Me quedé un buen rato frente a Thérèse soñando, comienza diciendo Lindo. No tanto ya para entregarme al disfrute de ese cuadro de Balthus que he visto tantas veces, sino por prestar oído a los comentarios de los visitantes que llegaban hasta él. Jubilados y excursionistas pueblan entre semana los museos. Unas mujeres comentaban, mírala ella, qué a gusto está. Un hombre informaba a otro de que en Nueva York ese cuadro está prohibido. ¿Por? “Porque a la niña se le ven las bragas”, respondía el informado. Y los dos se quedaban absortos, sopesando si la censura tiene alguna lógica o es otra excentricidad de los americanos. ¡Ajá!, así que para algunos se trata de un cuadro prohibido. Eso, sin duda, añade un aliciente a la visita, porque no hay mayor satisfacción que contemplar algo que a otros les es negado.

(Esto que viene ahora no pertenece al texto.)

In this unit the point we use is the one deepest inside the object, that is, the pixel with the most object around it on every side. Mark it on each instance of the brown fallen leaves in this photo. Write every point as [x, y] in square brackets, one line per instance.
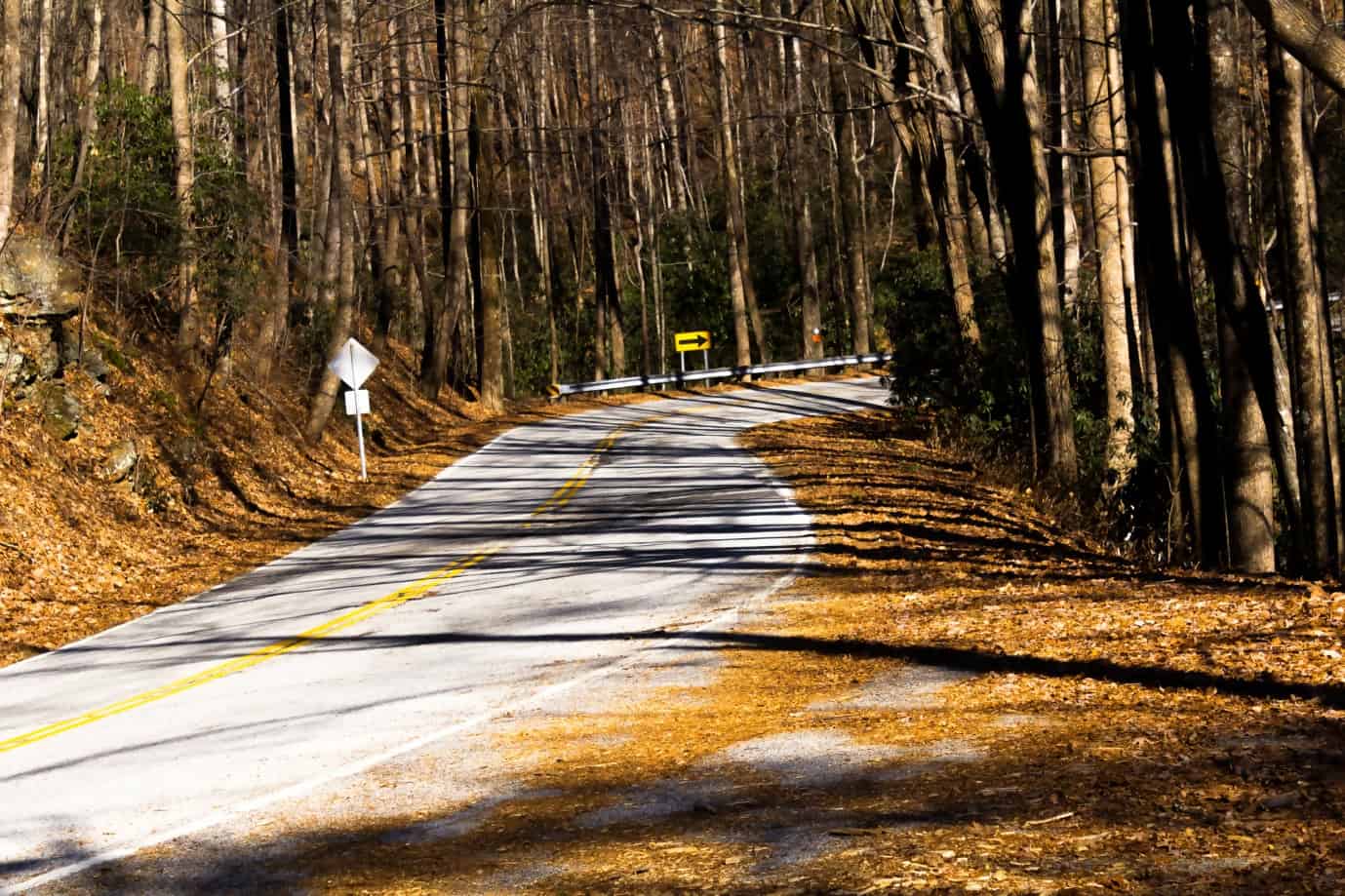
[1121, 730]
[214, 494]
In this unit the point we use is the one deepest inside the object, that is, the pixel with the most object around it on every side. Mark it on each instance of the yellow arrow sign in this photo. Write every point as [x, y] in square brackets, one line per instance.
[692, 340]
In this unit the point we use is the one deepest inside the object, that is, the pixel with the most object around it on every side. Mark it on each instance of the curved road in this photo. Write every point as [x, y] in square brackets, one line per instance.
[515, 576]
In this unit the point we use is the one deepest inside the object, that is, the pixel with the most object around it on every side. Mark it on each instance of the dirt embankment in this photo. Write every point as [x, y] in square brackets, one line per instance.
[202, 494]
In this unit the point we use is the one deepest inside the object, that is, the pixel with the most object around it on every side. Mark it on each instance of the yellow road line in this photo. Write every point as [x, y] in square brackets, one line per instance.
[248, 661]
[253, 658]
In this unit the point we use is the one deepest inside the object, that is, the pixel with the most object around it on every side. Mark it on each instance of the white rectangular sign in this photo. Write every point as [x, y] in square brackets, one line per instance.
[357, 403]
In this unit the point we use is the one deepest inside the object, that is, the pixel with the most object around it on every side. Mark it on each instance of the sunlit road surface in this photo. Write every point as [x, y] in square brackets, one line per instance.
[515, 574]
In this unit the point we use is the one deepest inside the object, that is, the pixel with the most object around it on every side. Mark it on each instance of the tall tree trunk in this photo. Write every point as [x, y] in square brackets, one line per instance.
[42, 131]
[1188, 427]
[220, 74]
[1207, 85]
[797, 160]
[1305, 307]
[1007, 93]
[287, 247]
[188, 323]
[851, 220]
[489, 271]
[954, 234]
[10, 71]
[732, 197]
[340, 210]
[1111, 283]
[152, 62]
[1302, 31]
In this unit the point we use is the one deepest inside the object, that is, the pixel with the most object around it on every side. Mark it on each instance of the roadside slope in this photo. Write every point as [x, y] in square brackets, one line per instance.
[962, 698]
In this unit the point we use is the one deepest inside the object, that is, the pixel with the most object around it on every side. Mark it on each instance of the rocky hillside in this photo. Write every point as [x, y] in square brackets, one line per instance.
[120, 494]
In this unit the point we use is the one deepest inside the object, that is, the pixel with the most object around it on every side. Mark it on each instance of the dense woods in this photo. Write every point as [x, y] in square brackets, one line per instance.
[1096, 233]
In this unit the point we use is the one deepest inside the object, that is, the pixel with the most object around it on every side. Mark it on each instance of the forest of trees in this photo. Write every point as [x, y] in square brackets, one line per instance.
[1092, 229]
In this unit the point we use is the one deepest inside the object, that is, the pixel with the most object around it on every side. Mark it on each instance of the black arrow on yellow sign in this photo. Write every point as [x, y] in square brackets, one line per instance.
[692, 340]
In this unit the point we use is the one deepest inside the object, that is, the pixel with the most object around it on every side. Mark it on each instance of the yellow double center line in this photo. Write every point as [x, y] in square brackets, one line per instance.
[255, 658]
[563, 495]
[396, 599]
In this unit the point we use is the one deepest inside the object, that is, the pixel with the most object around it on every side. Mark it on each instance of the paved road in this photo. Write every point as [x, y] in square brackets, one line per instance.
[514, 576]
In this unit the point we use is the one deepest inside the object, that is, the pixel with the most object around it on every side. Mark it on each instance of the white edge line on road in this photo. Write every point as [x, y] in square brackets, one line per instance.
[378, 759]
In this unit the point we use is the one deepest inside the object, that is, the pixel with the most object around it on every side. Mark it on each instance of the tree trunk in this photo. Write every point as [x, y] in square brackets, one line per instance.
[797, 160]
[1188, 427]
[1111, 284]
[151, 66]
[954, 234]
[1301, 31]
[732, 198]
[340, 210]
[188, 323]
[1305, 308]
[851, 222]
[10, 73]
[1206, 85]
[1007, 95]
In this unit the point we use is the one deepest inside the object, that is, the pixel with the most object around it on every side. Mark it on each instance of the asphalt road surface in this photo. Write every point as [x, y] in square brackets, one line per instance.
[517, 574]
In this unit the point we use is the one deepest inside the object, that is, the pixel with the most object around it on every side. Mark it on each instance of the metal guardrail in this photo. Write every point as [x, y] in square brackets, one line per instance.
[714, 372]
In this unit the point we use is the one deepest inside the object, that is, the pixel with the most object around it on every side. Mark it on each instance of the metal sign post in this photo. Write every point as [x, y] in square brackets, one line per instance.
[352, 364]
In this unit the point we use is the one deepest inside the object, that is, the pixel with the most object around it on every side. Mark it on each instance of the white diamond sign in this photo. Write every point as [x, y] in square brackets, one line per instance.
[352, 364]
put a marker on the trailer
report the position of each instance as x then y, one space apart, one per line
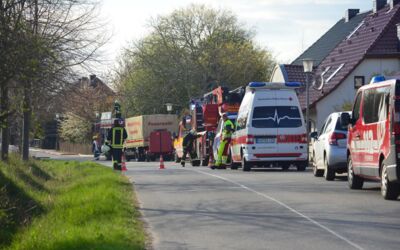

No andaba descaminado el hombre: la adolescente que dormita y abre las piernas distraídamente mostrando al espectador su ropa interior, soportó el año pasado una campaña de acoso ante la que el Metropolitan se vio finalmente forzado a responder. Una ejecutiva de las finanzas, viendo en el retrato que Balthus le hizo a su vecinita en 1938 la inequívoca mirada de un pedófilo, emprendió una recogida de firmas para que el cuadro fuera retirado. “¡No pido su destrucción!”, aclaró, pero sí al parecer una cámara acorazada para todas aquellas obras de arte que pueden perturbar nuestro sano juicio e incitarnos a la perversión. La iniciativa tuvo éxito de público, 10.000 firmas, pero no de crítica, ya que el museo estuvo firme al responder que el cuadro jamás sería retirado por una cuestión moral. Ahora, la célebre Thérèse ronronea en las salas del Museo Thyssen, y también otras púberes a las que el pintor retrató en esas posturas perezosas, felinas y sensuales tan propias de la preadolescencia, cuando aún no se sabe el alcance de lo que el propio cuerpo expresa. Para disculpar al artista, a cualquier artista que pise este campo minado, se suele apelar a la inocencia del pintor, que no alberga la suciedad que los puritanos le atribuyen. Pero, irónicamente, esa defensa bienintencionada de un artista contiene también otra perspectiva moral: el pintor jamás pensó en plasmar los primeros avisos de la sexualidad, es la mirada retorcida de mentes obsesionadas con el sexo la que vulnera la pureza de la niña.
Y yo me pregunto, ¿seguimos con que el sexo es sucio? Recuerdo con precisión mis primeras singulares fantasías, y haber observado luego con curiosidad y humor las expresiones de la revolución hormonal en los adolescentes a los que he educado. Me resisto a negarle a un artista el derecho a retratar este momento bellísimo de la vida, interesante por lo que tiene de fugaz y por la rara mezcla entre la actitud descarada y la involuntaria. A ver si para librar a las niñas de las intenciones de los perturbados les negamos aquello a lo que tienen tanto derecho como los varones: su sexualidad, esa fuente de goce y alegría que no se debe esconder ni negar. Y eso es lo que vio Balthus, esto es lo que retrató. Eso, que no es pecado sino maravilla.
Dudo mucho que un cuadro provoque en alguien la necesidad imperiosa de salir corriendo a vulnerar la inocencia de una crisálida. En un presente en el que los padres debieran controlar el tipo de “educación” sexual que están cediéndole al porno, es ridículo mezclar a Balthus con el MeToo. Igual que extender la idea de que todas las feministas somos unas puritanas.